Here’s the song Trump University sales people were instructed to play during seminars

Donald Trump
Donald Trump. Joe Raedle/Getty Images

Hundreds of pages of Trump University internal documents were released on Tuesday in connection with an ongoing fraud lawsuit against the presumptive Republican presidential nominee’s now defunct series of courses on real estate and investing.

The unsealed documents include sales and marketing “playbooks” from 2007 through 2010. Politico, however, published the 2010 playbook in March.

One of the playbooks informed sales people that the last song played before an instructional video in a seminar “should be the Apprentice Theme Song: For the Love of Money by the O’Jays.”

The seminar referenced was a free 90-minute presentation open to the public called “Fast Track to Foreclosure.”

The seminar, which aimed to drum-up interest for Trump University courses, discussed “the current trends of the real estate market and ways to still make money.”

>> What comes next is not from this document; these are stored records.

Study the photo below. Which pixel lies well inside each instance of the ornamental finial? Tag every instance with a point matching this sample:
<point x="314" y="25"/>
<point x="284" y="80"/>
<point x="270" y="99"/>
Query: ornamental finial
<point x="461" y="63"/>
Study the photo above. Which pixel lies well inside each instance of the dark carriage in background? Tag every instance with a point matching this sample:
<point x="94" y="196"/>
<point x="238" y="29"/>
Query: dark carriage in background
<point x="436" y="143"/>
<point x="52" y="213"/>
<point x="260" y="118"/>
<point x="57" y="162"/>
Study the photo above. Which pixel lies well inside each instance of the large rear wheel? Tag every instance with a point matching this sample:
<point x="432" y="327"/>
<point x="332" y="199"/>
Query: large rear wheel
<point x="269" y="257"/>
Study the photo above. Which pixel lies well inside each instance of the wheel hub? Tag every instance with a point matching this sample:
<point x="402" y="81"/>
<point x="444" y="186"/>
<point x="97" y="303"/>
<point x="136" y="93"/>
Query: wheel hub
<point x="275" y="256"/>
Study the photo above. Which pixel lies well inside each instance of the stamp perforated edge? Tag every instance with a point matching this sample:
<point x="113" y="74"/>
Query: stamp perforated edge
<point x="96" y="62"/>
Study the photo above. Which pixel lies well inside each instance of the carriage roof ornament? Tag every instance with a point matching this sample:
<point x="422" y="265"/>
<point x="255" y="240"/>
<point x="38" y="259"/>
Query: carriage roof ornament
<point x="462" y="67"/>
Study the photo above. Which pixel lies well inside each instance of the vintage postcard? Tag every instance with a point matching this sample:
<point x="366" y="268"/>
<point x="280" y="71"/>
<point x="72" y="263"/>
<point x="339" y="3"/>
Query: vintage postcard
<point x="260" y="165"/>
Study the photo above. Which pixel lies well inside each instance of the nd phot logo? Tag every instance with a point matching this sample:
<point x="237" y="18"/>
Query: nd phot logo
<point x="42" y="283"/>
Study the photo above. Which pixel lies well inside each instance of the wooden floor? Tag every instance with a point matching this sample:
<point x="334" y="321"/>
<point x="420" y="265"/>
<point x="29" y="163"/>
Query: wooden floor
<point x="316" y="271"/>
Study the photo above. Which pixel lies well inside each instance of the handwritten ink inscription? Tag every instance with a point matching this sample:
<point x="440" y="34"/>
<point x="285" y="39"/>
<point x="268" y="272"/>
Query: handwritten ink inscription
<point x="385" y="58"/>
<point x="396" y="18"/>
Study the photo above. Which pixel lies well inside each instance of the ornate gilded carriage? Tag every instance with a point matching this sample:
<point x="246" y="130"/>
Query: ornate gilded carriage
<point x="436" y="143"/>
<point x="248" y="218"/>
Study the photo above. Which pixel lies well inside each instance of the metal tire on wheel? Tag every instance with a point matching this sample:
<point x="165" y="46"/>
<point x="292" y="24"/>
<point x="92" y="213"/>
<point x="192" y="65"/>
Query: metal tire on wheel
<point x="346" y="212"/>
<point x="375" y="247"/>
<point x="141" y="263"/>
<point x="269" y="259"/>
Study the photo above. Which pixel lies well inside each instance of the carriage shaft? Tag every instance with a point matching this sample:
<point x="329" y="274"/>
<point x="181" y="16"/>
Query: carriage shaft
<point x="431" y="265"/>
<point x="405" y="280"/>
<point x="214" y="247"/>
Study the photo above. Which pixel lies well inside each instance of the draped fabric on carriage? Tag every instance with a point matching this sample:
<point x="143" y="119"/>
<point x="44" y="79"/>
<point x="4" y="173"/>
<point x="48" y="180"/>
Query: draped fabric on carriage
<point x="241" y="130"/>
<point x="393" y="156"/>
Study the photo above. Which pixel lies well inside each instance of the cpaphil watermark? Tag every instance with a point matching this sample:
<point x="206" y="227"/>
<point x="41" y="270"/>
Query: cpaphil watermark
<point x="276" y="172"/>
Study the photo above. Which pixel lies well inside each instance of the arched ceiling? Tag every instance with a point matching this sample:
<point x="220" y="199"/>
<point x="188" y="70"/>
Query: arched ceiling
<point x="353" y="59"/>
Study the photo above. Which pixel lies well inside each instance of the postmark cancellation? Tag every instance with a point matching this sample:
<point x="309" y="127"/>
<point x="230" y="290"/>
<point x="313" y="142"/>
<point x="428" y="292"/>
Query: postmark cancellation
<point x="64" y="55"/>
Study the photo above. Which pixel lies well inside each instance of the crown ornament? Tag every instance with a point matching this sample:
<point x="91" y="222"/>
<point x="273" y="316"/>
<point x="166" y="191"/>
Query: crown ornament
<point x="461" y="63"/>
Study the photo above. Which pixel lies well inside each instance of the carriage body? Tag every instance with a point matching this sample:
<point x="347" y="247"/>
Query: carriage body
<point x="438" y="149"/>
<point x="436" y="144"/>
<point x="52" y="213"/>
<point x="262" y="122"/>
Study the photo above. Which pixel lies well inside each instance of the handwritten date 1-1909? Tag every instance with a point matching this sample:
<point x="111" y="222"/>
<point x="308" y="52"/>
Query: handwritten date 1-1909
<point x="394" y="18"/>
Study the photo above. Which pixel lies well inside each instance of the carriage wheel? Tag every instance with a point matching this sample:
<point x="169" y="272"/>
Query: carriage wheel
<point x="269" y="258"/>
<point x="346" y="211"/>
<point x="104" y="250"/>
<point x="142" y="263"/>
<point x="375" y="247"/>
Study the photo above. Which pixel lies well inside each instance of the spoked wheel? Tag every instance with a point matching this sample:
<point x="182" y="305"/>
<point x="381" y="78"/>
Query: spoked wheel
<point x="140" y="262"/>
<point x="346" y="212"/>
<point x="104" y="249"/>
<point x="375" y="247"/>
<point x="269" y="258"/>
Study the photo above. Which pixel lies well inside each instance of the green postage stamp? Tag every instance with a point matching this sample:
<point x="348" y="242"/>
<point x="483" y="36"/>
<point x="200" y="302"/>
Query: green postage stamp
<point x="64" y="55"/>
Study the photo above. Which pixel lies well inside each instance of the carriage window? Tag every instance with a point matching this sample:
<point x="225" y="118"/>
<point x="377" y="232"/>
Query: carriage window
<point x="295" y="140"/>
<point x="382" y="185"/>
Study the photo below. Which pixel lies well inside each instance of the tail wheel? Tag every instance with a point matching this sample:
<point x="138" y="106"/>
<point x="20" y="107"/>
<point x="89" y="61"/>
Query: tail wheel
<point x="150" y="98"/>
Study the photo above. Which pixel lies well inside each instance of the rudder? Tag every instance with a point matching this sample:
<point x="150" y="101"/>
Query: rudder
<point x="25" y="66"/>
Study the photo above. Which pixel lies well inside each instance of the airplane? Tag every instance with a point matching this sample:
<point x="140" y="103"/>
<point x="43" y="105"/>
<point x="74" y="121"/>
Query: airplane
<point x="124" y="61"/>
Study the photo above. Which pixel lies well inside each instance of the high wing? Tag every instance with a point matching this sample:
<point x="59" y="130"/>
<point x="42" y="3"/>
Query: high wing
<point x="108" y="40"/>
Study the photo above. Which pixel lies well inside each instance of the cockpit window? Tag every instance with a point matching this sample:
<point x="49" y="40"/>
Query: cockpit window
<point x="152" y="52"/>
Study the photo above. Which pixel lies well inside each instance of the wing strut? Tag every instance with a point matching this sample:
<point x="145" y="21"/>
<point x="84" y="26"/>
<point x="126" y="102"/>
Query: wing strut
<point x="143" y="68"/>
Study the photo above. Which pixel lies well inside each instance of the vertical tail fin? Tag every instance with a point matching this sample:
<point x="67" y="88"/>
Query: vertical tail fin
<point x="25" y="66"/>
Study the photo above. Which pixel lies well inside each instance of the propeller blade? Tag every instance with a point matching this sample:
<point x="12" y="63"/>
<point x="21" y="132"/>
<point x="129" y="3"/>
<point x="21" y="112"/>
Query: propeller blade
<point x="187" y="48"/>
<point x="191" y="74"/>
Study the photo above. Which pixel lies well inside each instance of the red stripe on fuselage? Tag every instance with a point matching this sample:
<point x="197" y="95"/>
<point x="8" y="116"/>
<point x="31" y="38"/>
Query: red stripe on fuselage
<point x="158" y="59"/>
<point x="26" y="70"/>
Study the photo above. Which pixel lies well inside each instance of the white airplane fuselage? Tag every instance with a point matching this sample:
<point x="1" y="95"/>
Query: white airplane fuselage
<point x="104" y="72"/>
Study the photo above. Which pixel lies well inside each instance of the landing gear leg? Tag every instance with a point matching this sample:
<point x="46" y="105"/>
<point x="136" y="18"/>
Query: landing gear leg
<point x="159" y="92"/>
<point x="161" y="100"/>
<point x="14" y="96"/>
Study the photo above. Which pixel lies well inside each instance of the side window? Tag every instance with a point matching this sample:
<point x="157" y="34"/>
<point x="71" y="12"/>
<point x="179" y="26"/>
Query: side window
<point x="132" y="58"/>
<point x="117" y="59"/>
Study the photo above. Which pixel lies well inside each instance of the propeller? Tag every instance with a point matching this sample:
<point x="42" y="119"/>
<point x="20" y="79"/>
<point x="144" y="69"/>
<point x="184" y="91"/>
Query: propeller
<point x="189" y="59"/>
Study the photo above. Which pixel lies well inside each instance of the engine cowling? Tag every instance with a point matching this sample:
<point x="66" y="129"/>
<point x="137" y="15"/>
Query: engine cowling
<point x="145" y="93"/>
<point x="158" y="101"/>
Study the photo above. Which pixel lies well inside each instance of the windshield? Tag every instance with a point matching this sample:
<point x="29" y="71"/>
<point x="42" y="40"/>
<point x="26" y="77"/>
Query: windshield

Sales people were advised to watch the body language of the audience members during the presentation to identify which viewers were “most likely to buy,” encourage them to join, and then collect payment.

“Full payment of $1,495 must be collected before paperwork is submitted to Trump U,” the playbook reads.

 The documents were unsealed as part as of a court decision by Judge Gonzalo Curiel, whom Trump has called a “hater” and suggested his Mexican heritage made him biased and unfit to oversee the case.

Before the documents were released on Tuesday, New York Attorney General Eric Schneiderman slammed Donald Trump and his eponymous Trump University as “phony” and “shameless.”

Trump remains enmeshed in multiple lawsuits filed by former students of Trump University and faces a third fraud suit from Schneiderman, which likely won’t go to trial until after the November election. The suits accuse Trump of defrauding students into paying thousands of dollars for worthless classes on real estate and investing.

Trump and his lawyers, however, have continually defended the for-profit university, citing stellar student reviews. Some students, however, may have been pressured into writing them, according to The New York Times.